The following highlights recent commentary from the Atlanta Journal-Constitution on the stalled generics legislation and the debate over adding a prescription drug benefit to Medicare.
- Pharmaceutical companies have fought efforts to control rising drug costs for years, and although they have "a few good arguments on their side," some "aspects of the system are indefensible," according to an Atlanta Journal-Constitution editorial. To prevent reform, drug companies are "stepping up pressure on Congress" and utilizing tactics that are "unfair." For example, the pharmaceutical industry has told corporate executives affiliated with Business for Affordable Medicine that they would need to stop pushing Congress to pass the generics legislation in order to receive "lucrative" contracts for pharmaceutical products. The editorial predicts that the generics reform legislation "may not see the light of day in the House," noting that Tauzin is "sitting on the legislation" and is the second-largest recipient of drug industry PAC funds (Atlanta Journal-Constitution, 9/18).

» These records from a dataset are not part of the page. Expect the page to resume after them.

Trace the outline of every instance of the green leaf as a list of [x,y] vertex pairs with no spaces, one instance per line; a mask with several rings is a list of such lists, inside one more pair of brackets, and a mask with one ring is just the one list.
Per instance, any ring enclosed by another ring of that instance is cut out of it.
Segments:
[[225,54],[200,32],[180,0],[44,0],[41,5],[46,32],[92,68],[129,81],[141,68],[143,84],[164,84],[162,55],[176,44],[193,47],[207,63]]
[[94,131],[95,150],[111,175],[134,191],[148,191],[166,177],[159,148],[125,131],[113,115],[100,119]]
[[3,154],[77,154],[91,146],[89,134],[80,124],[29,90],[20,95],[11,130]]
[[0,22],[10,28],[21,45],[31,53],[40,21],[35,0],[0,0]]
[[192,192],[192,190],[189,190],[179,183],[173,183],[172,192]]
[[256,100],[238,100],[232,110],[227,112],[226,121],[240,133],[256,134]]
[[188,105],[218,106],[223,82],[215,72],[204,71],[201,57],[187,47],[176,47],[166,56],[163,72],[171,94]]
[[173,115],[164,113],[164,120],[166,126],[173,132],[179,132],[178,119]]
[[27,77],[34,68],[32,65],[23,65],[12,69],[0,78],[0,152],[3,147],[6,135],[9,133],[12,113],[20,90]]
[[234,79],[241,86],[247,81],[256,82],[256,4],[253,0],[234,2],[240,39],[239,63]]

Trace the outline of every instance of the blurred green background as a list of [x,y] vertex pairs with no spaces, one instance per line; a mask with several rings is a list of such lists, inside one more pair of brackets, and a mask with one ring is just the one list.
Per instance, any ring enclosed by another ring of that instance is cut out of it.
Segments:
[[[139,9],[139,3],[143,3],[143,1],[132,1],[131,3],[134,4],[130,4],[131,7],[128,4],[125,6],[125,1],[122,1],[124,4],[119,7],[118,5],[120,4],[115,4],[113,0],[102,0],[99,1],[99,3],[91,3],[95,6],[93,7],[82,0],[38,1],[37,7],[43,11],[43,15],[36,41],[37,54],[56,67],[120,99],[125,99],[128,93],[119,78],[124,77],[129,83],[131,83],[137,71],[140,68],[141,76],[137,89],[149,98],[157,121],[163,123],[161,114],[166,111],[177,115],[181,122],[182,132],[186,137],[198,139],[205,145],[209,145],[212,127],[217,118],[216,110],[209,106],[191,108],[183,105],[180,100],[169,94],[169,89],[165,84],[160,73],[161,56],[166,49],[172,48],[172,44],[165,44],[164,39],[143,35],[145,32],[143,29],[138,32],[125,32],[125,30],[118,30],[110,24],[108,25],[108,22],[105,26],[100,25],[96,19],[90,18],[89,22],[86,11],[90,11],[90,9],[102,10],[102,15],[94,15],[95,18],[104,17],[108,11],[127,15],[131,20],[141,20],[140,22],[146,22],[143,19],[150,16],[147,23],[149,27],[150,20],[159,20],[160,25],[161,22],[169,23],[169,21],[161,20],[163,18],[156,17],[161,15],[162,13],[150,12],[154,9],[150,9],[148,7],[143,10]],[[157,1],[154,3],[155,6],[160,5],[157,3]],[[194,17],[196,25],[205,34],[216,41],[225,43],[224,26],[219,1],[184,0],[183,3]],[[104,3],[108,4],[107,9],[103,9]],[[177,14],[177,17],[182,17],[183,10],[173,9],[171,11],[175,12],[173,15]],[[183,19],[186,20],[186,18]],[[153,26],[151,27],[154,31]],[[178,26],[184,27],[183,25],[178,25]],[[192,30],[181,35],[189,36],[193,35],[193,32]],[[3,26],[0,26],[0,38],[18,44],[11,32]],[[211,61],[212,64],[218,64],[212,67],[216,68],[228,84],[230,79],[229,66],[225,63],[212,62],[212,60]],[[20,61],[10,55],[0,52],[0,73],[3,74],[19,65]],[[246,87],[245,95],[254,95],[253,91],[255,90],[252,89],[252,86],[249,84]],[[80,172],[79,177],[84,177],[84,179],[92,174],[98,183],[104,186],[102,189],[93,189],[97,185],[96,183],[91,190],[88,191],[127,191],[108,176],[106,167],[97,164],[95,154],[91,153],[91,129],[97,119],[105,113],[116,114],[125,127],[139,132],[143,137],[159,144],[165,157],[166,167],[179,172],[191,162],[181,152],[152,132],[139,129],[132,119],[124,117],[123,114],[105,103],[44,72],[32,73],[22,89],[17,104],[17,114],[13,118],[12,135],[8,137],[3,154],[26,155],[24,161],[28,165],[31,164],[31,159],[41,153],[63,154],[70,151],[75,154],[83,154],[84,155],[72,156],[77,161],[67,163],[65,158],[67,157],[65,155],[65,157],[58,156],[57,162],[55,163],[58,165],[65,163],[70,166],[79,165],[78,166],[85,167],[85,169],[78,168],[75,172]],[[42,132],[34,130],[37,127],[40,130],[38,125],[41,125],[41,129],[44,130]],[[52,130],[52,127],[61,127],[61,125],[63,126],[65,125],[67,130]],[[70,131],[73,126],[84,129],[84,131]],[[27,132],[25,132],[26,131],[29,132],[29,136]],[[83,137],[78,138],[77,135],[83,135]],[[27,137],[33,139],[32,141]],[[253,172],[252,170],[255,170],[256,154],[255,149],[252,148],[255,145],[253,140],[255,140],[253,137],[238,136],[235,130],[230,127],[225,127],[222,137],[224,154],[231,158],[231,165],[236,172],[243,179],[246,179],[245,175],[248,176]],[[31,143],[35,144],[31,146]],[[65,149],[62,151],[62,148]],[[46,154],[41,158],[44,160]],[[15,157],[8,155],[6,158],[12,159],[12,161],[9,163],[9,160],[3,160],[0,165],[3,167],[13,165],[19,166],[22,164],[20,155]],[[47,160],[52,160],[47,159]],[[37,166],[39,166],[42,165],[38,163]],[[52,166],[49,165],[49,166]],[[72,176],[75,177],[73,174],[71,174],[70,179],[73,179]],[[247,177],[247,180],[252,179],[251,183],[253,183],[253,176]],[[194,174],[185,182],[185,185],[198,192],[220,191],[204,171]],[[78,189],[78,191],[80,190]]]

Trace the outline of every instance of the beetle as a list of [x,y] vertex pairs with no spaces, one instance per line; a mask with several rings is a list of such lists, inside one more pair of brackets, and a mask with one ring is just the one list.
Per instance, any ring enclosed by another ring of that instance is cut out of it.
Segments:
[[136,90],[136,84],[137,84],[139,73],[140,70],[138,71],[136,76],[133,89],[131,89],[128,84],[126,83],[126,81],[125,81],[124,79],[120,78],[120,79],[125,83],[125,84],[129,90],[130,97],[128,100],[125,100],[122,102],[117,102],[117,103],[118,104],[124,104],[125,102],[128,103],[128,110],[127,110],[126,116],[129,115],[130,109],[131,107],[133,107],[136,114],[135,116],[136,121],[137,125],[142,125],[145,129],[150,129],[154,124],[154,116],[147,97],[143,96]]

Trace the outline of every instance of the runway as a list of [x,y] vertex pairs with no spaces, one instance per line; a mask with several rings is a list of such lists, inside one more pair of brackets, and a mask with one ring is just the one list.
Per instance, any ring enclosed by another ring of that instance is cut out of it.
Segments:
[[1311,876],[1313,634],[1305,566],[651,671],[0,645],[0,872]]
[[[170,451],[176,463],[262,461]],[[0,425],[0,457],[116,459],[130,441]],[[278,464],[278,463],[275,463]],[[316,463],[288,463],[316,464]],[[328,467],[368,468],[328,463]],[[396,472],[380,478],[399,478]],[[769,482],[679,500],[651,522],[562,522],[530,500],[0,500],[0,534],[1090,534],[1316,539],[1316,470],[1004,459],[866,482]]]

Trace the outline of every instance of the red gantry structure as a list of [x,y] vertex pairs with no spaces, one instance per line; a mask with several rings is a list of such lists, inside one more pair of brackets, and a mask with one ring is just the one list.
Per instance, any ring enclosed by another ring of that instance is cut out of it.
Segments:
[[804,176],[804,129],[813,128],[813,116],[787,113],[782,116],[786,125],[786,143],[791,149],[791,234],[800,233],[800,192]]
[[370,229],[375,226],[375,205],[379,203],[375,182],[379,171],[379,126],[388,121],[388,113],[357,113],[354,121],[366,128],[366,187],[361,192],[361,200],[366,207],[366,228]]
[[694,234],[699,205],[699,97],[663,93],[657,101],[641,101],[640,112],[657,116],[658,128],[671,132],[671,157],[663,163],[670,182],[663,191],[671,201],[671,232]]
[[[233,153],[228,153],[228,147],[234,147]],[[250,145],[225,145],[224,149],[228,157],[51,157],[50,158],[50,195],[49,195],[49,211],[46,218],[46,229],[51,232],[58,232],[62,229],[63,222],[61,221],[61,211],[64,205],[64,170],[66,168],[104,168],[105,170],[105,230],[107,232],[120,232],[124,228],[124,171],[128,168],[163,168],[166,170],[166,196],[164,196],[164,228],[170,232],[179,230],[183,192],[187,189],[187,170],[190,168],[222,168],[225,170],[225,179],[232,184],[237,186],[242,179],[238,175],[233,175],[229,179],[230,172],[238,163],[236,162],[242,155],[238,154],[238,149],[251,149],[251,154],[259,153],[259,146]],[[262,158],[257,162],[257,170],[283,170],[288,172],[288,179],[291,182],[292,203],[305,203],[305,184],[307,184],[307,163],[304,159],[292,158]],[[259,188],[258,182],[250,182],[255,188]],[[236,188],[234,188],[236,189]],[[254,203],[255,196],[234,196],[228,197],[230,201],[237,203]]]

- The "root of the debate" over adding a prescription drug benefit to Medicare is centered on two issues: cost and "whether private enterprise or government is the solution to the problem," John Young, the opinion editor of the Waco Tribune-Herald, writes for the Atlanta Journal-Constitution. Young criticizes the House for passing a plan with a gap in coverage, saying the House could have afforded "uniform prescription drug coverage" if it hadn't passed a $1.7 trillion tax cut. Still, he concludes, fiscal conservatives understand that prescription drugs can prevent catastrophic illnesses, they just "can't bring themselves to say that big, bad government is the vehicle for it" (Young, Atlanta Journal-Constitution, 9/18).